14 juillet 2017,  Positions

Le Conseil fédéral veut obliger les entreprises à procéder à des analyses de salaires. Il justifie sa position par la différence de salaires non expliquée de 7,4 pour cent entre les hommes et les femmes, qu’il estime discriminatoire. Cependant, les estimations statistiques existantes élaborées par la Confédération sont insuffisantes et ne justifient pas une ingérence de l’État dans la politique salariale des entreprises. Il faut agir dans d’autres domaines pour permettre aux femmes une participation égalitaire au marché du travail.

Dans le but de réduire les différences de salaires entre les hommes et les femmes, le Conseil fédéral propose des analyses de salaires dans les entreprises. Ce faisant, il ne mise pas sur le bon cheval. Conclure automatiquement d’une «différence de salaire inexpliquée» selon les évaluations de l’Office fédéral de la statistique à une «discrimination salariale» n’est pas légitime. Car avec la méthode d’analyse statistique utilisée, il n’est pas possible de recenser avec toutes les précisions nécessaires d’importants facteurs qui exercent une influence sur les salaires tels que les performances effectives, les interruptions d’activité ou le domaine concret d’activité.

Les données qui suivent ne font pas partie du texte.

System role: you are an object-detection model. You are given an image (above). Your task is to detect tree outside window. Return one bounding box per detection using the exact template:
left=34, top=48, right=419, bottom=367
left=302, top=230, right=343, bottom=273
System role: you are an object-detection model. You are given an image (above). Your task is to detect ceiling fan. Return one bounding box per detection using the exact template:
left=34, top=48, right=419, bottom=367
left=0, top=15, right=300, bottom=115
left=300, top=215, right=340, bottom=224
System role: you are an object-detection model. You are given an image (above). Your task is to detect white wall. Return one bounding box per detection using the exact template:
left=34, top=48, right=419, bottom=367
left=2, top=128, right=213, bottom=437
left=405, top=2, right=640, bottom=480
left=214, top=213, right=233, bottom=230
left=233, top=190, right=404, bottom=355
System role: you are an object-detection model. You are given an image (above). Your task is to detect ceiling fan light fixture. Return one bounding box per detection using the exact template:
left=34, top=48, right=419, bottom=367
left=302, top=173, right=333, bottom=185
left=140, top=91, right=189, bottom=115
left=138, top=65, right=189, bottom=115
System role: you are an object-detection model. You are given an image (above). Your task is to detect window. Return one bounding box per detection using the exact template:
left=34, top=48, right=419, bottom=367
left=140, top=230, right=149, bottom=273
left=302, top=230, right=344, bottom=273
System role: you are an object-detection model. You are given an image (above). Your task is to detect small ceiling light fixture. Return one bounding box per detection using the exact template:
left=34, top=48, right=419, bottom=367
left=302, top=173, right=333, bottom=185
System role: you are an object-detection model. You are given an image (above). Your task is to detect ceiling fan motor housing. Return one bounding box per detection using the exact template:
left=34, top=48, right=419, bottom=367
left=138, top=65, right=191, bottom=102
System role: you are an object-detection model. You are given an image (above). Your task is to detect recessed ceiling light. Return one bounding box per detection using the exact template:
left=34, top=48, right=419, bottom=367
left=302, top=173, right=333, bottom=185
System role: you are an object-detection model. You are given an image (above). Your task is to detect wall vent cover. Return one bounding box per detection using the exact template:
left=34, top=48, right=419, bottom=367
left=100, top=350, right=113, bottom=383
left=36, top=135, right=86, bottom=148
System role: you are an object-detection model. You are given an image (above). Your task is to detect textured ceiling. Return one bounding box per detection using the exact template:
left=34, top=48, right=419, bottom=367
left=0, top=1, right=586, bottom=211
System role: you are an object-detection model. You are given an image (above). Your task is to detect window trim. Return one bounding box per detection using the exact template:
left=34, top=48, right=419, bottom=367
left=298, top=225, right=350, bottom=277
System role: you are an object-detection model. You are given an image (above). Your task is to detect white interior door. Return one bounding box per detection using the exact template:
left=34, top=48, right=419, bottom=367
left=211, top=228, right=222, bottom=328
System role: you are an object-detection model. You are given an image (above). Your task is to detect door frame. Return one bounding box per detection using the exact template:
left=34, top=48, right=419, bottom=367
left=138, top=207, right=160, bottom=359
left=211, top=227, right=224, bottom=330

Au lieu de tomber dans l’interventionnisme étatique parce que la base des évaluations statistiques est insuffisante, il faut agir dans d’autres domaines. Dans leur prise de position sur l’égalité des salaires, les employeurs formulent notamment les postulats suivants:

  • opérer une distinction claire entre les notions de «discrimination salariale» et d’«écarts salariaux»
  • reconnaître les limites des méthodes d’analyse statistiques afin de constater d’éventuelles discriminations salariales
  • aborder les raisons qui sont à l’origine de différences salariales existant entre les sexes. Ainsi, les femmes devraient pouvoir rester davantage actives pendant les années de prise en charge des enfants de telle manière qu’il y ait moins de coupures dans l’évolution de leurs carrières et par conséquent de différences de salaires. En outre, un changement de mentalité s’impose en matière d’organisation au sein de la famille, vu que les modèles familiaux qui prévalent sont susceptibles de rendre difficile pour les femmes et en particulier pour les mères une participation au marché du travail sur un pied d’égalité
  • faire en sorte que la Confédération reconnaisse la validité des instruments existants pour l’examen des différences de salaire par les entreprises et des résultats obtenus. Les instruments existants sont notamment considérés comme supérieurs au programme d’analyse standard que la Confédération met elle-même à disposition.